Bij een e-mail van 8 juni 2021 heeft verzoeker een wrakingsverzoek ingediend en gesteld dat de rechter partijdig is. Verzoeker heeft op 9 juli een nadere e-mail gestuurd.

2.De beoordeling

2.1
Een rechter kan alleen gewraakt worden als zich omstandigheden voordoen waardoor de rechterlijke onpartijdigheid schade zou kunnen lijden. Daarvan is sprake als de rechter jegens een procesdeelnemer vooringenomen is of als de vrees daarvoor objectief gerechtvaardigd is. Daarbij is het uitgangspunt dat een rechter wordt vermoed onpartijdig te zijn omdat hij als rechter is aangesteld. Voor het oordeel dat de rechterlijke onpartijdigheid toch schade lijdt, bestaat alleen grond in geval van bijzondere omstandigheden die een zwaarwegende aanwijzing opleveren voor het aannemen van (de objectief gerechtvaardigde schijn van) partijdigheid. Uit de wet volgt dat de verzoeker die concrete omstandigheden moet aanvoeren en wel zodra deze aan hem bekend zijn geworden.
2.2
Het wrakingsverzoek moet worden gedaan zodra de omstandigheden die daarvoor aanleiding hebben gegeven zich hebben voorgedaan (artikel 513 lid 1 Sv).
Verzoeker heeft bij e-mail van 8 juni 2021 de rechter heeft gewraakt naar aanleiding van de beschikking van 22 februari 2021.
2.3
De rechtbank oordeelt dat het wrakingsverzoek niet-ontvankelijk is en dat zij daarom niet toekomt aan een inhoudelijke beoordeling van het verzoek. Bij dat oordeel gebruikt de rechtbank de volgende overwegingen.
2.3.1
Voor het tijdsverloop van ruim 15 weken tussen de beschikking van 22 februari 2021 en de indiening van het wrakingsverzoek op 8 juni 2021 heeft verzoeker geen redelijke verklaring gegeven. Omdat de door verzoeker in zijn e-mails gestelde omstandigheden aanleiding gaven om te veronderstellen dat hij het niet eens is met de procedurele afhandeling van een bezwaarschrift en de strafzaak, heeft de klachtencoördinator van de rechtbank contact met hem gezocht. In de daarop gevolgde telefonische reactie heeft verzoeker evenmin een verklaring gegeven voor het tijdsverloop. Het verzoek is daarom te laat ingediend.
2.3.2
De rechter heeft de beschikking genomen op 22 februari 2021 en is daarna niet meer betrokken geweest bij de behandeling van de zaak.
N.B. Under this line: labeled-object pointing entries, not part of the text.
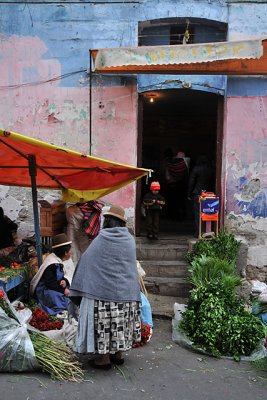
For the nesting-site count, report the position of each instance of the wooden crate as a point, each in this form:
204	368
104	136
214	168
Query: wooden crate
52	218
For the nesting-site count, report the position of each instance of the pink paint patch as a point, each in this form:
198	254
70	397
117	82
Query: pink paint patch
52	119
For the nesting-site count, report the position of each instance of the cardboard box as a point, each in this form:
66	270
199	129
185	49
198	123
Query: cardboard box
52	217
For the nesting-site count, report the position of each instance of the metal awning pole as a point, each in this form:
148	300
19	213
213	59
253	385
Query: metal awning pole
33	173
90	102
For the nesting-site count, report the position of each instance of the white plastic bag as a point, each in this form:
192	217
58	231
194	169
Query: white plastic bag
16	349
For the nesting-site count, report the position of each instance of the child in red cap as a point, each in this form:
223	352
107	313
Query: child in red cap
153	202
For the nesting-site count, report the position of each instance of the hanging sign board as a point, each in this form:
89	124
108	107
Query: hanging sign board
209	207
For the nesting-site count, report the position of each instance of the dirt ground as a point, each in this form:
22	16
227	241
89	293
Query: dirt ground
161	370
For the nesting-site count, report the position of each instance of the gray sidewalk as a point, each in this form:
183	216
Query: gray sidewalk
161	370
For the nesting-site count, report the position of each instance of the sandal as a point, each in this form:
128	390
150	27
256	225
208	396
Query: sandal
99	366
116	360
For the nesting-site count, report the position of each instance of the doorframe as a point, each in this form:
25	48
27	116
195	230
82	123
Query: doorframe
219	149
219	185
140	111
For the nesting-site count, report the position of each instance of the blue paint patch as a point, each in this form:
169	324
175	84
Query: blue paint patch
248	86
257	207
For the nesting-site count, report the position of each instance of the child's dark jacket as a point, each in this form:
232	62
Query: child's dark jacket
150	205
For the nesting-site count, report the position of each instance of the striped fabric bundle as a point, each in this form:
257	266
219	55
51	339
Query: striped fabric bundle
91	217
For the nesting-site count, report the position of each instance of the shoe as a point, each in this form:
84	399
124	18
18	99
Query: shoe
116	360
100	366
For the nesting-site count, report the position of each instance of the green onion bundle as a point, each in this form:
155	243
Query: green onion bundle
56	358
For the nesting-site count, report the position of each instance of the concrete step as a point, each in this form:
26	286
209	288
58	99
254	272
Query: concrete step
162	306
168	286
172	268
161	252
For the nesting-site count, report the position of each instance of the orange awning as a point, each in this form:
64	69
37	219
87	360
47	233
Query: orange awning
78	175
244	57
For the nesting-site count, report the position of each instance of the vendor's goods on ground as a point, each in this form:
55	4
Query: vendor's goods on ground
24	348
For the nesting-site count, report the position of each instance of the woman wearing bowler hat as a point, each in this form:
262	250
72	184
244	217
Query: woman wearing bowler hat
49	284
106	286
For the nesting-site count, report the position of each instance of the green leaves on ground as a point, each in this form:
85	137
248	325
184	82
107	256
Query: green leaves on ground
206	269
225	247
216	321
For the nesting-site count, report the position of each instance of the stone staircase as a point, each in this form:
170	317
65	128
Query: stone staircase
166	271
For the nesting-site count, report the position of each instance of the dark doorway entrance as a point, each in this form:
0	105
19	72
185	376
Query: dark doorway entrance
182	120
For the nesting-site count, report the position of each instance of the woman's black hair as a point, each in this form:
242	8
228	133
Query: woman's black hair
62	250
113	222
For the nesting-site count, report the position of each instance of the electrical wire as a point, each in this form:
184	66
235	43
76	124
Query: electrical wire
56	78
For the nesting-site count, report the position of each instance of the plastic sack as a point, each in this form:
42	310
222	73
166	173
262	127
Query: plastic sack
16	349
146	313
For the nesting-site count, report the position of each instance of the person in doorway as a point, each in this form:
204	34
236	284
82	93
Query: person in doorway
200	179
49	285
153	202
8	231
177	173
106	286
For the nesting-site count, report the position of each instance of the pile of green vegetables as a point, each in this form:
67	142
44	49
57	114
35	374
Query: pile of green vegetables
215	319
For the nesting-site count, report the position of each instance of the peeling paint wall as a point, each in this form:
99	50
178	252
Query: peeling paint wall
246	177
45	94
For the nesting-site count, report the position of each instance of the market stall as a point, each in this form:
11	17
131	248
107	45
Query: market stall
28	162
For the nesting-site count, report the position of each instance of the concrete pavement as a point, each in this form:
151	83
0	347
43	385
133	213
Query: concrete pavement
161	370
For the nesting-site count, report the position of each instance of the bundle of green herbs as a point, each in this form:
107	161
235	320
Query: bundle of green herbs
224	247
23	348
215	319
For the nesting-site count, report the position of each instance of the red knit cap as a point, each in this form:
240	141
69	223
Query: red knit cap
155	186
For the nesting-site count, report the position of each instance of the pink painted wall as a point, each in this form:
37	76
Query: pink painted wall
246	158
60	115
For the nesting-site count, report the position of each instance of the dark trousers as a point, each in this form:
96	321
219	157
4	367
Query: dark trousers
152	222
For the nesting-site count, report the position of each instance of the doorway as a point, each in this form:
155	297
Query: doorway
177	120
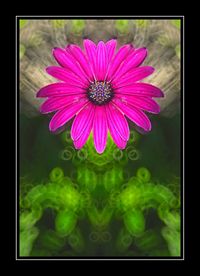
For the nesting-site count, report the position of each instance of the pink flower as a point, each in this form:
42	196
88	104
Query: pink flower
100	88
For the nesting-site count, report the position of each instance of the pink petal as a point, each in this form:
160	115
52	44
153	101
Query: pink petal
90	48
68	61
144	103
101	61
118	59
118	120
134	114
134	59
80	57
133	75
65	75
111	46
100	129
65	114
143	89
85	134
56	103
59	89
80	123
121	144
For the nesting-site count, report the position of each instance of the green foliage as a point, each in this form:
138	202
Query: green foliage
65	222
134	222
142	23
111	195
178	50
58	23
78	26
27	238
176	23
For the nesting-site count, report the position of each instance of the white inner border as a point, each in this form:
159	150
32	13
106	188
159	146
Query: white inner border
183	132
Verzoeker heeft daarom geen belang meer bij het door hem ingediende wrakingsverzoek.
2.3.3
Verzoeker vindt de rechter vooringenomen omdat deze een onjuiste beslissing heeft genomen. Het gesloten stelsel van rechtsmiddelen brengt echter mee dat een rechterlijke beslissing nooit grond kan vormen voor wraking. De wrakingskamer komt geen oordeel toe over de juistheid van de beslissing. Dat oordeel is voorbehouden aan de rechter die in geval van de aanwending van een rechtsmiddel belast is met de behandeling van de zaak.

3.De beslissing

De rechtbank verklaart verzoeker niet-ontvankelijk in het wrakingsverzoek.
Deze beslissing is gegeven op 28 juli 2021 door mr. H.M.H. de Koning, voorzitter,
mr. A.H.J.J. van de Wetering en mr. C.T.C. Wijsman, leden, in aanwezigheid van mr. J.R. Leegsma, griffier.